Seperti halnya kebanyakan kota-kota lain di Indonesia pada umumnya, Kota Malang modern tumbuh dan berkembang setelah hadirnya administrasi kolonial Hindia Belanda. Fasilitas umum direncanakan sedemikian rupa agar memenuhi kebutuhan keluarga Belanda. Kesan diskriminatif masih berbekas hingga sekarang, misalnya ''Ijen Boullevard'' dan kawasan sekitarnya. Pada mulanya hanya dinikmati oleh keluarga-keluarga Belanda dan Bangsa Eropa lainnya, sementara penduduk pribumi harus puas bertempat tinggal di pinggiran kota dengan fasilitas yang kurang memadai. Kawasan perumahan itu sekarang menjadi monumen hidup dan seringkali dikunjungi oleh keturunan keluarga-keluarga Belanda yang pernah bermukim di sana.
Pada masa penjajahan kolonial Hindia Belanda, daerah Malang dijadikan wilayah "Gemente" (Kota). Sebelum tahun 1964, dalam lambang kota Malang terdapat tulisan ; “Malang namaku, maju tujuanku” terjemahan dari “Malang nominor, sursum moveor”. Ketika kota ini merayakan hari ulang tahunnya yang ke-50 pada tanggal 1 April 1964, kalimat-kalimat tersebut berubah menjadi : “Malangkuçeçwara”. Semboyan baru ini diusulkan oleh almarhum Prof. Dr. R. Ng.

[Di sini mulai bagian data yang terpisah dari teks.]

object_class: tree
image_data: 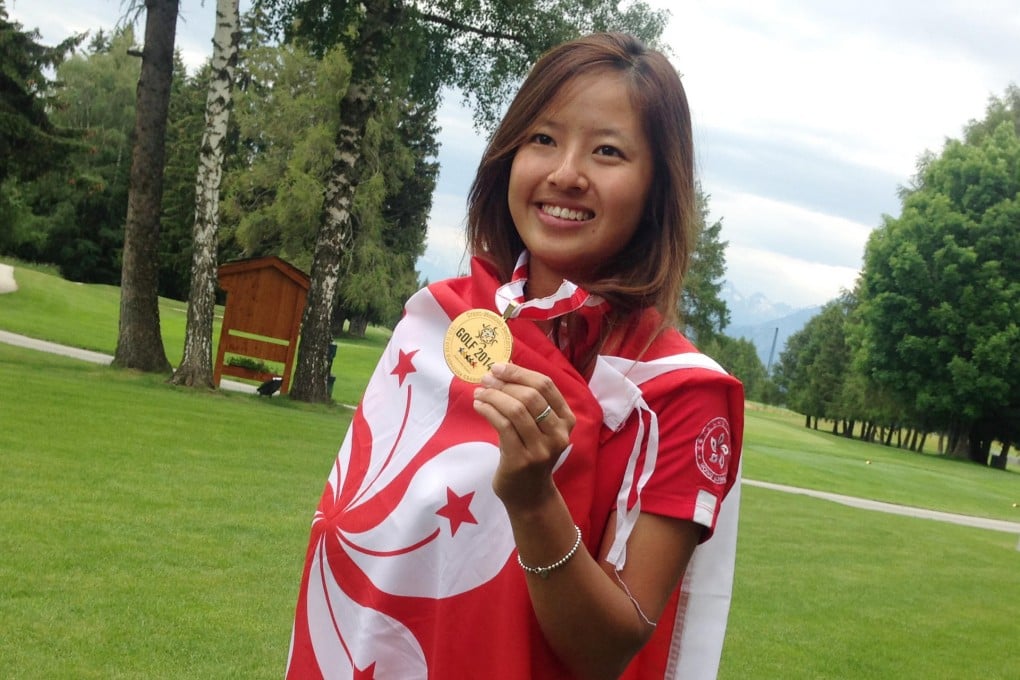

Poerbatjaraka, karena kata tersebut sangat erat hubungannya dengan asal-usul kota Malang yang pada masa Ken Arok kira-kira 7 abad yang lampau telah menjadi nama dari tempat di sekitar atau dekat candi yang bernama Malangkuçeçwara.
Kota malang mulai tumbuh dan berkembang setelah hadirnya pemerintah kolonial Belanda, terutama ketika mulai di operasikannya jalur kereta api pada tahun 1879. Berbagai kebutuhan masyarakatpun semakin meningkat terutama akan ruang gerak melakukan berbagai kegiatan. Akibatnya terjadilah perubahan tata guna tanah, daerah yang terbangun bermunculan tanpa terkendali. Perubahan fungsi lahan mengalami perubahan sangat pesat, seperti dari fungsi pertanian menjadi perumahan dan industri.
Tahun 1767 Kompeni Hindia Belanda memasuki Kota

Tahun 1821 kedudukan Pemerintah Belanda di pusatkan di sekitar kali Brantas

Tahun 1824 Malang mempunyai Asisten Residen
Tahun 1882 rumah-rumah di bagian barat Kota di dirikan dan Kota didirikan alun-alun di bangun.
1 April 1914 Malang di tetapkan sebagai Kotapraja
8 Maret 1942 Malang diduduki Jepang
21 September 1945 Malang masuk Wilayah Republik Indonesia
22 Juli 1947 Malang diduduki Belanda
2 Maret 1947 Pemerintah Republik Indonesia kembali memasuki Kota Malang.
1 Januari 2001, menjadi Pemerintah Kota Malang.

Makna Lambang
DPRDGR mengkukuhkan lambang Kotamadya Malang dengan Perda No. 4/1970. Bunyi semboyan pada lambang adalah "MALANG KUÇEÇWARA"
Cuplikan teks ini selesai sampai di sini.